Changes in NMR-visible kidney cell phosphate with age and diet: relationship to phosphate transport.

To test the hypothesis that growth and dietary Pi affect the intracellular concentration of Pi ([Pi]i) as well as its renal reabsorption, we measured nuclear magnetic resonance (NMR)-visible [Pi]i in isolated perfused kidneys of less than 1- and greater than 4-wk-old guinea pigs fed various amounts of Pi. Changes in [Pi]i were correlated with those in fractional Pi reabsorption (FRPi) in vivo and in capacity (Vmax) for Na(+)-Pi cotransport in microvilli derived from animals of similar age and fed the same diets.

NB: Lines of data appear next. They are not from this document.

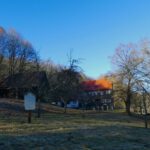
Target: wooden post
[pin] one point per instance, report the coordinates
(29, 116)
(39, 108)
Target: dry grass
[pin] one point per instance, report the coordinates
(58, 131)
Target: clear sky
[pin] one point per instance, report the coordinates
(92, 28)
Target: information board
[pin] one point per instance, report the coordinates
(29, 101)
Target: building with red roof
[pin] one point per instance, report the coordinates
(99, 93)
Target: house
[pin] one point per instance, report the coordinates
(98, 94)
(15, 86)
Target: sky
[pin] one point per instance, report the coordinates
(91, 29)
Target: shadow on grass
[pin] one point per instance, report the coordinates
(96, 138)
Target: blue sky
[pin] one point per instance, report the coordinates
(92, 28)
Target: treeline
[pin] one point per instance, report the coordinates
(131, 78)
(17, 55)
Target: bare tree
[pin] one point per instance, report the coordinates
(127, 61)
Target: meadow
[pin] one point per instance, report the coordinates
(72, 131)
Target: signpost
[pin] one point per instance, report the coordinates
(29, 104)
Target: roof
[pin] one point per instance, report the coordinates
(96, 85)
(25, 80)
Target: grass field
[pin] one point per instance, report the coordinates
(72, 131)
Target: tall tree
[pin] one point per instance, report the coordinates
(127, 61)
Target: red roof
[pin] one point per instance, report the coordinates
(96, 85)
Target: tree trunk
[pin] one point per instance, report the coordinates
(39, 109)
(128, 103)
(65, 107)
(145, 110)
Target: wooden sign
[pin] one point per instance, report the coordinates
(29, 104)
(29, 101)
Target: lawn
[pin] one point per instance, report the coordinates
(72, 131)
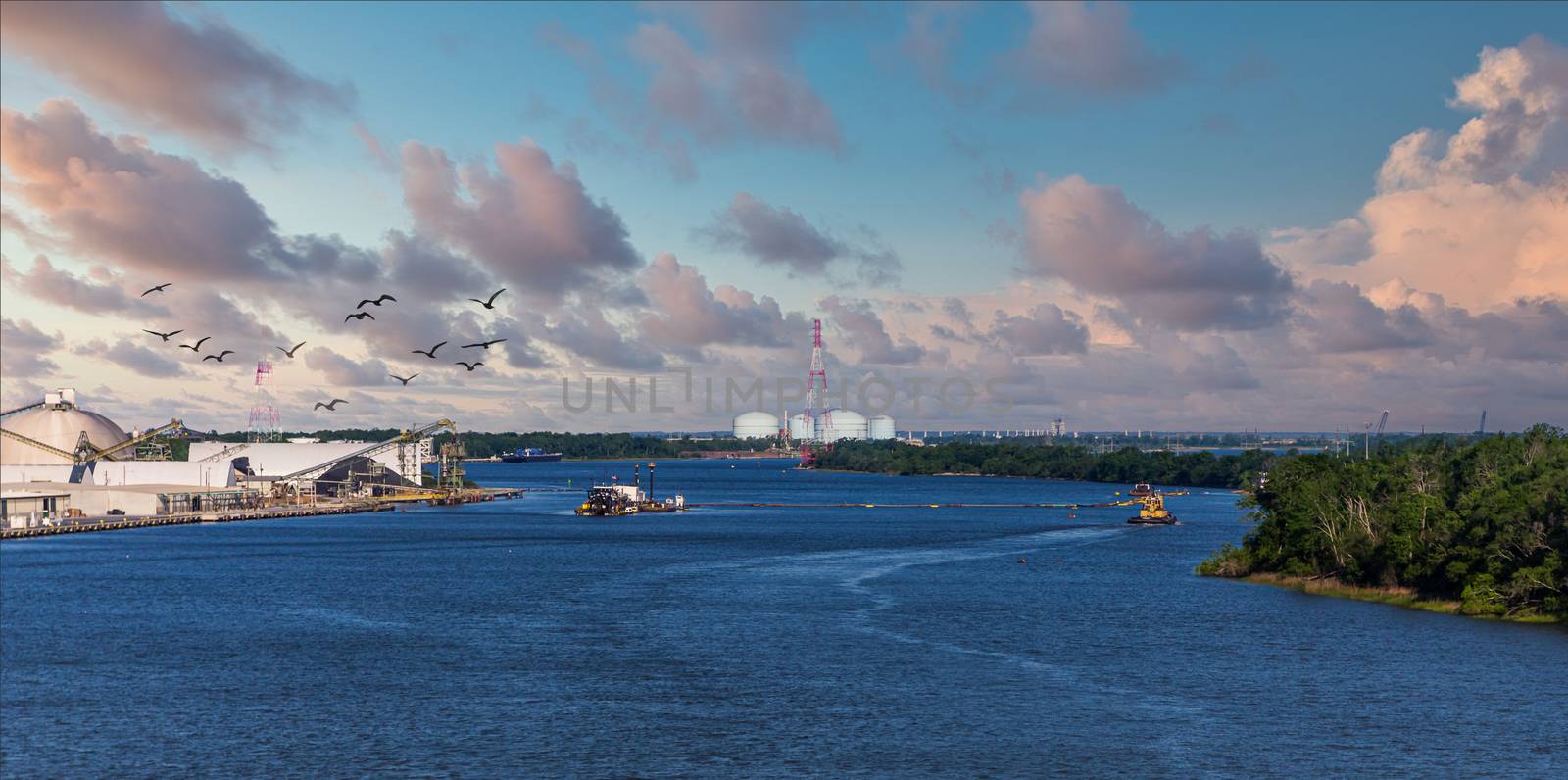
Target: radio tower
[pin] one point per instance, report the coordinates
(264, 415)
(817, 418)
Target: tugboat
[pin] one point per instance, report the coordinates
(1152, 512)
(530, 455)
(616, 500)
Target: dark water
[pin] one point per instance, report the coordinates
(514, 639)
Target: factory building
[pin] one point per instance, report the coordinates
(59, 423)
(271, 460)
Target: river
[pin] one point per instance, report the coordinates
(514, 639)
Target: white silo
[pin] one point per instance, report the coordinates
(844, 423)
(757, 424)
(802, 428)
(882, 428)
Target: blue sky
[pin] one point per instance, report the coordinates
(1272, 117)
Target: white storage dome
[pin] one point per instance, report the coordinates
(60, 423)
(757, 424)
(843, 423)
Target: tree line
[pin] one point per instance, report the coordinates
(1482, 522)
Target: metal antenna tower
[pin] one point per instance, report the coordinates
(264, 415)
(817, 418)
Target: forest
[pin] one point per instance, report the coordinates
(1128, 463)
(1482, 522)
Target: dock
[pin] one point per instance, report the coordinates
(82, 525)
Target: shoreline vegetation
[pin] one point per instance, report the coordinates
(1474, 528)
(1471, 526)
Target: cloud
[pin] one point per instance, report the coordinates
(687, 314)
(106, 295)
(23, 350)
(1045, 331)
(587, 334)
(1251, 68)
(1479, 217)
(1084, 49)
(1094, 238)
(933, 28)
(196, 77)
(741, 85)
(1346, 241)
(344, 371)
(118, 199)
(532, 222)
(132, 356)
(1343, 319)
(864, 331)
(1212, 366)
(778, 235)
(373, 148)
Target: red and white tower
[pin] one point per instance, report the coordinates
(264, 415)
(817, 416)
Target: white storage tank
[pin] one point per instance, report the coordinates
(882, 428)
(802, 428)
(843, 423)
(757, 424)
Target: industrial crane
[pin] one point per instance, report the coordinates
(86, 452)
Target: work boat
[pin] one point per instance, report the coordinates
(616, 500)
(1152, 512)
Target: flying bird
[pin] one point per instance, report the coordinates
(485, 343)
(491, 303)
(430, 353)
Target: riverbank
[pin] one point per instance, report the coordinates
(1402, 597)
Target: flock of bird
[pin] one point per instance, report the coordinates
(361, 316)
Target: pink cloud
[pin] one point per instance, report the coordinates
(532, 222)
(201, 77)
(1100, 243)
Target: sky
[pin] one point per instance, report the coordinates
(1168, 217)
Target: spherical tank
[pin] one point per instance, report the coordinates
(882, 428)
(757, 424)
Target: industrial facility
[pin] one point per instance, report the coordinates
(62, 463)
(814, 426)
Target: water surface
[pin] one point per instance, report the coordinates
(514, 639)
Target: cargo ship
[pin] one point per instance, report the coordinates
(530, 455)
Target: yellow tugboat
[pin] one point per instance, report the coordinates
(616, 500)
(1152, 512)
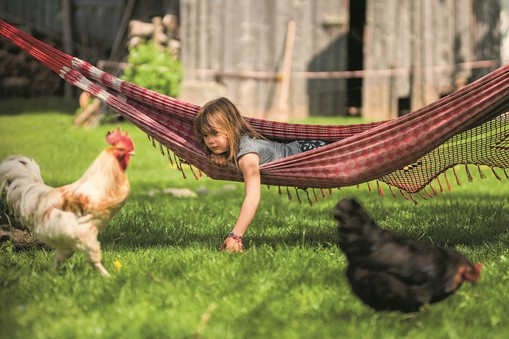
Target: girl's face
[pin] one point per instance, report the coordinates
(217, 143)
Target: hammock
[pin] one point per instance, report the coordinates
(468, 127)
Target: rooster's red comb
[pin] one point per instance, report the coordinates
(114, 137)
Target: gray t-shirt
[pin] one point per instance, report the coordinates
(267, 150)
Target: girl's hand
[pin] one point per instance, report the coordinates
(218, 159)
(232, 245)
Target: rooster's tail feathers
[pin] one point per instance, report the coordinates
(21, 186)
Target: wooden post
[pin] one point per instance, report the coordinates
(287, 70)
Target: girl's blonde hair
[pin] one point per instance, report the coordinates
(220, 116)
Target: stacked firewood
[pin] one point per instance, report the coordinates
(23, 76)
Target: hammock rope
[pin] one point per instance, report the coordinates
(469, 127)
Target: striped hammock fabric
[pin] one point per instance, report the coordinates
(469, 127)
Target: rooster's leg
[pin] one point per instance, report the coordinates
(92, 250)
(61, 255)
(98, 266)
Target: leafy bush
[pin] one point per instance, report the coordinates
(155, 69)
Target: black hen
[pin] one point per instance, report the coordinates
(389, 272)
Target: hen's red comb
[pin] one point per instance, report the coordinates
(115, 137)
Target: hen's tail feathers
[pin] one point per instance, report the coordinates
(21, 186)
(357, 231)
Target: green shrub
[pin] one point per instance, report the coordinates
(154, 68)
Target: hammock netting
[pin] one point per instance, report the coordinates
(469, 127)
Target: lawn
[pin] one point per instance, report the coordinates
(170, 281)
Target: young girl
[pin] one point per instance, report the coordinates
(227, 137)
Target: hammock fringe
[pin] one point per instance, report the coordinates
(468, 127)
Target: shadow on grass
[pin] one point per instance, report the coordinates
(472, 220)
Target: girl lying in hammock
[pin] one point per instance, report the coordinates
(227, 137)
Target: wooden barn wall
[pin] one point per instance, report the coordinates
(234, 48)
(421, 50)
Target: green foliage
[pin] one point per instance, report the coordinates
(155, 69)
(289, 283)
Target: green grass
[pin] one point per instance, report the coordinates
(289, 283)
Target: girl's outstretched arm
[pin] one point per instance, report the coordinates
(250, 168)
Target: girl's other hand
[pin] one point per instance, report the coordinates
(218, 159)
(232, 245)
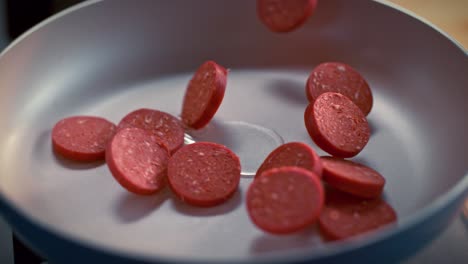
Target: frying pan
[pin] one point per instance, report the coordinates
(108, 58)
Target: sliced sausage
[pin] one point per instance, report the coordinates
(346, 216)
(167, 128)
(204, 174)
(340, 78)
(285, 200)
(137, 160)
(292, 154)
(337, 125)
(204, 95)
(82, 138)
(352, 177)
(284, 15)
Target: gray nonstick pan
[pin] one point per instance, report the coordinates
(108, 58)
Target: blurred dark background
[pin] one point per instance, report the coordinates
(21, 15)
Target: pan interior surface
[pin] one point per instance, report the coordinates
(112, 57)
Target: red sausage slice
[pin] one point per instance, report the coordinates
(292, 154)
(204, 95)
(138, 161)
(284, 15)
(204, 173)
(82, 138)
(340, 78)
(285, 200)
(337, 125)
(167, 128)
(352, 177)
(346, 216)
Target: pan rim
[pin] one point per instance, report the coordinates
(458, 191)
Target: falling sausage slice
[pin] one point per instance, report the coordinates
(138, 161)
(285, 200)
(204, 95)
(337, 125)
(167, 128)
(340, 78)
(82, 138)
(346, 216)
(292, 154)
(352, 177)
(285, 15)
(204, 173)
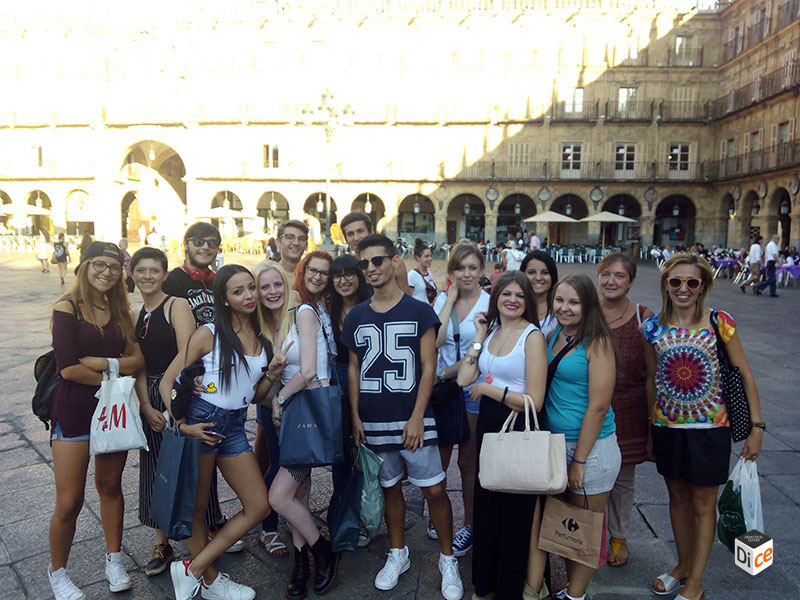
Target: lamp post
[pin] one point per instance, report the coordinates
(327, 114)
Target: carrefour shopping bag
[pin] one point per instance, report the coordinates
(739, 504)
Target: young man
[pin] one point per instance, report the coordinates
(392, 343)
(292, 243)
(355, 227)
(194, 281)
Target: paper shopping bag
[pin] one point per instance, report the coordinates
(573, 532)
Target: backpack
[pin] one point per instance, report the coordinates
(45, 372)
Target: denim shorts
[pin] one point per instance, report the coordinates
(229, 423)
(602, 465)
(58, 435)
(424, 466)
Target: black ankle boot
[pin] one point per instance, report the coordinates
(296, 588)
(326, 563)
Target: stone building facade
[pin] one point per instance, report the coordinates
(468, 117)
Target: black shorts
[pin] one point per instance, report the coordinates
(700, 456)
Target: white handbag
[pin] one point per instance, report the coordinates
(116, 424)
(523, 462)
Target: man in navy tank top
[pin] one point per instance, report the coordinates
(392, 343)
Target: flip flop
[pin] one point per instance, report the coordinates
(671, 585)
(617, 544)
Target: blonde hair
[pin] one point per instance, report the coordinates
(265, 320)
(706, 274)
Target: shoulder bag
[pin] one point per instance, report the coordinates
(523, 462)
(732, 389)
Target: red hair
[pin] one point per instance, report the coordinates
(300, 280)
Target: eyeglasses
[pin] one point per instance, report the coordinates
(376, 261)
(100, 266)
(200, 242)
(314, 272)
(292, 238)
(691, 282)
(146, 326)
(347, 275)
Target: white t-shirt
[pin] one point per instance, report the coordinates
(417, 284)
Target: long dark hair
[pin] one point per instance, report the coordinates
(551, 268)
(506, 279)
(345, 264)
(231, 350)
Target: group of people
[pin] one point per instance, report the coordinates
(601, 369)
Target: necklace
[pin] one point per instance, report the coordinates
(624, 310)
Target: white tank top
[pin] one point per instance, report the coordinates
(508, 370)
(243, 381)
(293, 356)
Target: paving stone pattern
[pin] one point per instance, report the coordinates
(769, 328)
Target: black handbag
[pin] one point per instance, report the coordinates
(733, 393)
(447, 401)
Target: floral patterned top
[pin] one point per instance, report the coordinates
(688, 386)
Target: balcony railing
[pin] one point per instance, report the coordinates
(632, 110)
(788, 12)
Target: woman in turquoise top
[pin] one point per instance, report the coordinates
(578, 404)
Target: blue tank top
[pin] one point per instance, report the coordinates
(568, 396)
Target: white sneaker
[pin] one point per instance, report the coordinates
(222, 588)
(183, 582)
(118, 580)
(397, 563)
(63, 588)
(452, 588)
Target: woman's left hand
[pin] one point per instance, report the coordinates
(752, 445)
(575, 475)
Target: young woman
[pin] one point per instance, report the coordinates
(615, 274)
(508, 352)
(579, 404)
(542, 272)
(235, 357)
(91, 330)
(420, 279)
(307, 368)
(464, 269)
(275, 301)
(162, 325)
(691, 439)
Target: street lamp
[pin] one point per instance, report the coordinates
(327, 114)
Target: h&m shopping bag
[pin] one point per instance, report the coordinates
(573, 532)
(175, 484)
(116, 424)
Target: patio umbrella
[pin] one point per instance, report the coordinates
(604, 217)
(550, 216)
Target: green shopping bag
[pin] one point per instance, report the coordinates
(373, 504)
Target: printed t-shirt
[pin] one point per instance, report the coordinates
(388, 349)
(688, 384)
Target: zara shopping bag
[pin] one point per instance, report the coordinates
(175, 484)
(574, 532)
(523, 462)
(116, 424)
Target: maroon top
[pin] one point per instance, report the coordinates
(630, 397)
(74, 403)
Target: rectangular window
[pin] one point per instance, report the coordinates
(624, 157)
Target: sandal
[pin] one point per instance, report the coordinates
(617, 545)
(671, 585)
(272, 543)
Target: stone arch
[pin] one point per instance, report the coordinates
(674, 223)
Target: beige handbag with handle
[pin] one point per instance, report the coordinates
(523, 462)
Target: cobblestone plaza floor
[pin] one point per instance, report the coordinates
(770, 331)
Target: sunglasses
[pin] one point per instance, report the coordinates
(200, 242)
(691, 282)
(376, 261)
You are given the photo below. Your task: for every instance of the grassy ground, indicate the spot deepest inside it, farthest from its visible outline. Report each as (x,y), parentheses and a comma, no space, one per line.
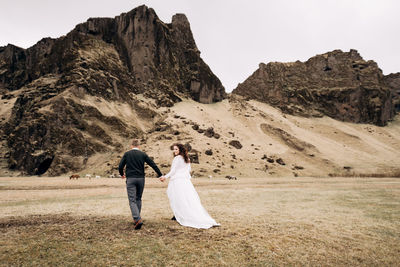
(264,222)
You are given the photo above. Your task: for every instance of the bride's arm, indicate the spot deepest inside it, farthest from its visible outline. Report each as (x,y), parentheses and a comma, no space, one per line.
(173,168)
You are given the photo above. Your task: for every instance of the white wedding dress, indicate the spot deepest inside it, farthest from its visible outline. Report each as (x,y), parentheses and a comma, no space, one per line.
(183,198)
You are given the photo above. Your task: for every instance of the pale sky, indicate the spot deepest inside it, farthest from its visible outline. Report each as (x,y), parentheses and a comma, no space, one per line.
(234,36)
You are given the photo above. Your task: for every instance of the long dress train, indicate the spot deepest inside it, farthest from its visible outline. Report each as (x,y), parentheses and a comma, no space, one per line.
(183,198)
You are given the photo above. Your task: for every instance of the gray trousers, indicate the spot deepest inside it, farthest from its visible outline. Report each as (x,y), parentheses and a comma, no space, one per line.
(134,187)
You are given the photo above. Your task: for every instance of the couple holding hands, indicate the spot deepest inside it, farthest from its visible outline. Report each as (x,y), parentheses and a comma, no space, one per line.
(183,198)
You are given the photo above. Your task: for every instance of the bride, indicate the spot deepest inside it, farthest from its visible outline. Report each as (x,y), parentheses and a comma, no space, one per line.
(183,198)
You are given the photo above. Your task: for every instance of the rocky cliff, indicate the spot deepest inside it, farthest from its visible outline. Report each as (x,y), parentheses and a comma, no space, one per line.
(393,80)
(338,84)
(61,96)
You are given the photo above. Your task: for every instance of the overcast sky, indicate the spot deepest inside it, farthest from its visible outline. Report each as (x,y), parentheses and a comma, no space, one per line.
(234,36)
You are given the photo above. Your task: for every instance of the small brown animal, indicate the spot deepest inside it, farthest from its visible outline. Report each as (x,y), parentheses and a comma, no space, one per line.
(74,176)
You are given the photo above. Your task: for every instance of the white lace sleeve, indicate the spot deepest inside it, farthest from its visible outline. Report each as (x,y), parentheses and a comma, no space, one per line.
(173,168)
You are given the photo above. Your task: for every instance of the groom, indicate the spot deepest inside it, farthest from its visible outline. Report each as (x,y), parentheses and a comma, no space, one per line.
(134,160)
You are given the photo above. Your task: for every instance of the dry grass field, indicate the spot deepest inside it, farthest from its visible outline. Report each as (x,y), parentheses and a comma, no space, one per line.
(264,222)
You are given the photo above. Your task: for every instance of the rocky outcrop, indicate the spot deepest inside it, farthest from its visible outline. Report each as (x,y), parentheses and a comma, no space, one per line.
(393,80)
(58,87)
(159,60)
(338,84)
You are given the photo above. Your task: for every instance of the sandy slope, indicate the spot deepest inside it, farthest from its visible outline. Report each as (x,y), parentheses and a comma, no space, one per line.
(318,145)
(308,146)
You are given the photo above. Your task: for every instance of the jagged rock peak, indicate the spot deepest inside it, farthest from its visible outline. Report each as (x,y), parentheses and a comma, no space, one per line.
(63,95)
(338,84)
(162,60)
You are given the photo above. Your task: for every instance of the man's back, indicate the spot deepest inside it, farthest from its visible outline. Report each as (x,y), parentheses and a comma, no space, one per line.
(134,160)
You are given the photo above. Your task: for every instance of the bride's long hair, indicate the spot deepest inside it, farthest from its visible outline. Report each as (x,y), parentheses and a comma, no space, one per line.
(182,152)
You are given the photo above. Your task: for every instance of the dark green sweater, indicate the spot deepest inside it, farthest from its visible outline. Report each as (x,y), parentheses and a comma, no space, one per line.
(134,160)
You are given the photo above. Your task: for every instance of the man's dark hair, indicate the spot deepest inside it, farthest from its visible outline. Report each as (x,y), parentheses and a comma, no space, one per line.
(135,142)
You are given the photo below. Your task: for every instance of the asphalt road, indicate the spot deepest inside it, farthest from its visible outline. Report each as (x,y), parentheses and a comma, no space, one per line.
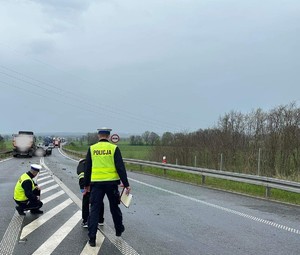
(165,217)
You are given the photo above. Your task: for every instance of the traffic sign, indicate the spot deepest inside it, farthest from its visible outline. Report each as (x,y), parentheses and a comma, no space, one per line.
(115,138)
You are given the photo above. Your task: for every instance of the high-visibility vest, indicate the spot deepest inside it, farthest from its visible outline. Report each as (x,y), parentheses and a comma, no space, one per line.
(19,193)
(103,163)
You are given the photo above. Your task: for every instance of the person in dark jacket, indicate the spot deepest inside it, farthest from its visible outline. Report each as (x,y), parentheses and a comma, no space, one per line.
(86,197)
(104,167)
(27,192)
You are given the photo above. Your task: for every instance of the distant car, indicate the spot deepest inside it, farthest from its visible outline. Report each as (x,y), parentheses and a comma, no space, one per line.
(43,151)
(48,150)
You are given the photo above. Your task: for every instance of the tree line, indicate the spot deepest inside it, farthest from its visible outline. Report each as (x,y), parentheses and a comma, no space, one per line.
(265,143)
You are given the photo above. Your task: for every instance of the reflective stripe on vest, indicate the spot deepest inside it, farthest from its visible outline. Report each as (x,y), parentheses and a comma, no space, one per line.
(19,193)
(103,163)
(81,175)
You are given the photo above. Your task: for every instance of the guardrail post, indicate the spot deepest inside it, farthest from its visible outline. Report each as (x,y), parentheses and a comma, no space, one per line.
(268,192)
(221,161)
(258,162)
(202,179)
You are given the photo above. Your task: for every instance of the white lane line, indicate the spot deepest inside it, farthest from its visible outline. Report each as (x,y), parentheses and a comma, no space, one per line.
(120,244)
(44,183)
(11,235)
(3,160)
(42,174)
(53,241)
(88,250)
(49,188)
(44,178)
(44,218)
(279,226)
(55,195)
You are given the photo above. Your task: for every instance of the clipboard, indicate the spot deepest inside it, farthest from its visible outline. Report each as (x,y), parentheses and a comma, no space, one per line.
(125,199)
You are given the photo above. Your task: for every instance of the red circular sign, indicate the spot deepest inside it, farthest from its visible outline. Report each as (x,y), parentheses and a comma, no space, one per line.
(115,138)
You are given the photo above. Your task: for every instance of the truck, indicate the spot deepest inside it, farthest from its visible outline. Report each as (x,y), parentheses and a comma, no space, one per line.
(24,144)
(57,142)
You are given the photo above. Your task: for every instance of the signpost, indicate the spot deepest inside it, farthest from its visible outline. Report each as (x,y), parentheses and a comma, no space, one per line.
(115,138)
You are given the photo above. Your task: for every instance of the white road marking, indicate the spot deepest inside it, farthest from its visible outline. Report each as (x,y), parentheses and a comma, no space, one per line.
(279,226)
(44,178)
(53,241)
(44,183)
(88,250)
(55,195)
(44,218)
(11,235)
(43,191)
(120,244)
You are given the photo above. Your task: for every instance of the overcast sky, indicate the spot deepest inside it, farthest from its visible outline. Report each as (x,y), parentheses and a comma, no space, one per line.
(138,65)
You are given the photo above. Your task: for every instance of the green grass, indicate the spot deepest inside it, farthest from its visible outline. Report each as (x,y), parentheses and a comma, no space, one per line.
(127,150)
(142,152)
(238,187)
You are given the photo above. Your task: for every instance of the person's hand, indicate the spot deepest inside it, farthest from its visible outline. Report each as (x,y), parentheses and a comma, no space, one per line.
(128,189)
(86,190)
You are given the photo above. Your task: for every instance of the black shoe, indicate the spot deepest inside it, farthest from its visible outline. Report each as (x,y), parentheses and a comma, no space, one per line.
(92,241)
(38,211)
(20,210)
(120,231)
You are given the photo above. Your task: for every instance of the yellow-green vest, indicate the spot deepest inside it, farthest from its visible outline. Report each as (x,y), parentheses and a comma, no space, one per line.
(19,193)
(103,163)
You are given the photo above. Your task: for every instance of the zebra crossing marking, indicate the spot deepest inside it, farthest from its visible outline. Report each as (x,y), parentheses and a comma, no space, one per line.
(54,240)
(29,228)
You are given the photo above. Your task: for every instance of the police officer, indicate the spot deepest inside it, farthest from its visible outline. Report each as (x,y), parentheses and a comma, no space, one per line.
(27,192)
(86,197)
(104,169)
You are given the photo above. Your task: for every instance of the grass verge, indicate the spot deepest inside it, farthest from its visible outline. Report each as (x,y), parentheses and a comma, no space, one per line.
(232,186)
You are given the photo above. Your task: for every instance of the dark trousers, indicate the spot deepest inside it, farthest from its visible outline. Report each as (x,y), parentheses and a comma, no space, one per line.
(98,191)
(86,208)
(31,205)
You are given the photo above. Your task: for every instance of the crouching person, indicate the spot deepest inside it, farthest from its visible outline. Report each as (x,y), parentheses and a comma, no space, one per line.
(27,192)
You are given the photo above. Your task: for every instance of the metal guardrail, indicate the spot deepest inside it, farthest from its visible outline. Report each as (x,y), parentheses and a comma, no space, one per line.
(267,182)
(4,153)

In animals fed normal (0.76% Pi) diet, [Pi]i was lower (0.91 +/- 0.14 vs. 1.85 +/- 0.23 mM, P less than 0.05), whereas FRPi was higher (0.90 +/- 0.02 vs. 0.70 +/- 0.03, P less than 0.01) in less than 1- than in greater than 4-wk-old guinea pigs. Pi deprivation decreased [Pi]i in mature animals to 0.74 +/- 0.29 mM, P less than 0.05, and increased FRPi to 0.99 +/- 0.01. Excess dietary Pi increased [Pi]i in immature animals to 1.67 +/- 0.56 mM, P less than 0.05, and decreased FRPi to 0.55 +/- 0.03. Diet-induced changes in [Pi]i were associated with reciprocal changes in Vmax of similar absolute magnitude in immature and mature animals. However, diets that resulted in comparable [Pi]i at the two ages were associated with higher (P less than 0.05) Vmax in less than 1- than in greater than 4-wk-old animals. The reciprocal nature of the relationship between [Pi]i and renal Pi transport indicates that [Pi]i is primarily determined by Pi efflux from the cells or Pi organification rather than Pi influx through Na(+)-Pi cotransport. Findings indicate that changes in [Pi]i with growth or diet may be a cause but cannot be the consequence of changes in abundance or maximal mobility of Na(+)-Pi cotransporters. Data also indicate that factors in addition to low [Pi]i contribute to the high Na(+)-Pi cotransport capacity observed in renal microvilli of growing animals.